- Company Name
- SimCorp
- Job Title
- Lead Site Reliability Engineer
- Job Description
-
**Job Title:** Lead Site Reliability Engineer
**Role Summary:**
Lead the design, implementation, and operation of reliability, scalability, and performance strategies for cloud-based products. Drive end‑to‑end SRE practices across product teams, automate infrastructure, and manage incident response while mentoring junior engineers.
**Expectations:**
- 5–8+ years in SRE or cloud infrastructure leadership, preferably with financial technology exposure.
- Deep experience with Microsoft Azure, Azure DevOps, Kubernetes, Docker, and CI/CD pipelines.
- Proven track record of building monitoring, alerting, and self‑healing systems, including machine‑learning anomaly detection.
- Strong incident‑management and root‑cause‑analysis skills following ITIL principles.
- Ability to lead technical teams, mentor engineers, and influence architecture decisions.
**Key Responsibilities:**
- Architect and deploy SRE solutions (monitoring, alerting, anomaly detection, self‑healing, reliability testing).

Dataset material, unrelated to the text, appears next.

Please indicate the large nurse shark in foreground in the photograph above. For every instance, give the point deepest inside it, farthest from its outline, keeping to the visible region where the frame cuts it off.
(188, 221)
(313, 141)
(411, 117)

- Design capacity‑planning, resource‑management, and automation initiatives for systems and pipelines.
- Collaborate with product development to optimize application performance and infrastructure.

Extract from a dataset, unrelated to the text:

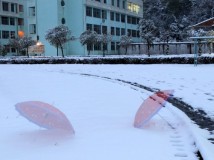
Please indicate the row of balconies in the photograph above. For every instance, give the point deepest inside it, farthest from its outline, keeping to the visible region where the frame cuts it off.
(129, 9)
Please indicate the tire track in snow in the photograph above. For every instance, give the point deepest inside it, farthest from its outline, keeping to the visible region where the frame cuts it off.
(177, 139)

- Manage on‑call rotations, leading incident response, troubleshooting outages, and documenting procedures.
- Promote continuous improvement, best practices in change management, observability, and operational excellence.
- Mentor junior SREs and cultivate a culture of knowledge sharing.
**Required Skills:**
- Microsoft Azure production‑grade design and operations.
- Infrastructure‑as‑Code: Bicep, Terraform, ARM, Ansible.
- Monitoring & incident frameworks; experience with Azure Monitor, Prometheus, Grafana, etc.
- Kubernetes, Docker, CI/CD, API integration.
- Scripting (PowerShell, Bash, Python) and SQL; familiarity with Cosmos DB, MongoDB Atlas.
- ITIL knowledge (problem, change, incident management).
- Strong communication, collaboration, and leadership abilities.
**Required Education & Certifications:**
- Bachelor’s or Master’s degree in Computer Science or a related field.
- Certifications such as Microsoft Certified: Azure Solutions Architect Expert, Azure DevOps Engineer Expert, or equivalent are preferred.